As for the other modes of ventilation: SIMV+ and PSIMV+, there is a trigger warning coming. In my opinion, most of the people that use SIMV as their sole approach to mechanical do so for one of two reasons. The first is that that’s how their preceptor taught them to do it so this is the mode of veniltation that they’re most comfortable with and don’t want to learn other modes. While I understand this, I do vehemently disagree with it.

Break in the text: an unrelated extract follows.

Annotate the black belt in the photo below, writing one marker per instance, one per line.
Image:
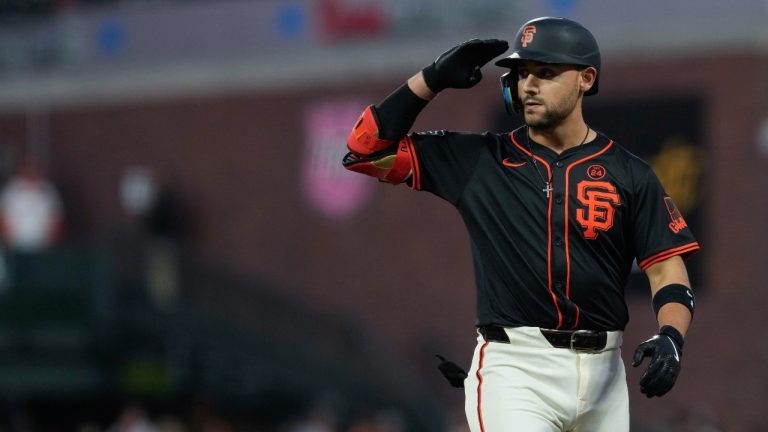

The second is different. These are the people at your shop who think they’re more clever than the rest of you. “I am more superior in my knowledge so I will choose a more complicated mode of ventilation to show you how smart I am”. Whenever I ask these people why they always choose SIMV, they tell me that the mode of best for the patient, that we can synchronize better with the patient, etc… All of this is completely untrue (as all modes of ventilation can synchronize with the patient), I ask them why they never use CMV or PCV.. They generally just keep repeating themselves and reply while looking down their nose. Even when presented with a body of literature to support no longer using the mode as a standard, you cannot get these people to change.

 

Remember, in medicine, we cannot be married to anything that we do. As more evidence presents itself, we must be willing to change or we’ll be the grumpy dinosaur that we all know. As early as 2005, we knew that SIMV extended intubation days for children and neonates and increased the rate of bronchopulmonary dysplasia. In adults with sick lungs, patients have longer extubation times, longer weaning, more failed extubations, and more total vented days on SIMV as compare to straight up pressure modes and ASV.

 

In non lung-injured patients,  in 2020 Godoi and his colleagues showed that SIMV and AC modes have no real difference in duration of ventilation.

 

So wait, in sick patients, SIMV has a lower mean airway pressure and a more side effects. In not sick patients, there’s no difference… So, in the transport world, why the hell do we use this mode at all? Good question.

 

Let’s recap what we’ve learned about the Hamilton so far. There are many modes of invasive ventilation on the Hamilton, but with it being a pressure driven vent, CMV+ is the easiest and most beneficial mode. SIMV is more of an ego mode, not a patientcentric mode. When we start a case, we will first assess the ET tube like we do on all patients:

 

Step zero:

assess ETT size, depth, and cuff inflation

select patient size and sex

select Mode: CMV+

Initial Settings adult:

Plimit 30-35cmH2O, RR 16, I:E 1:2.7 (TI 1second), Vt 8ml/kg (seen at bottom of screen), PEEP 8, FiO2 whatever (40-100) Controls  More: Pramp 70-100ms.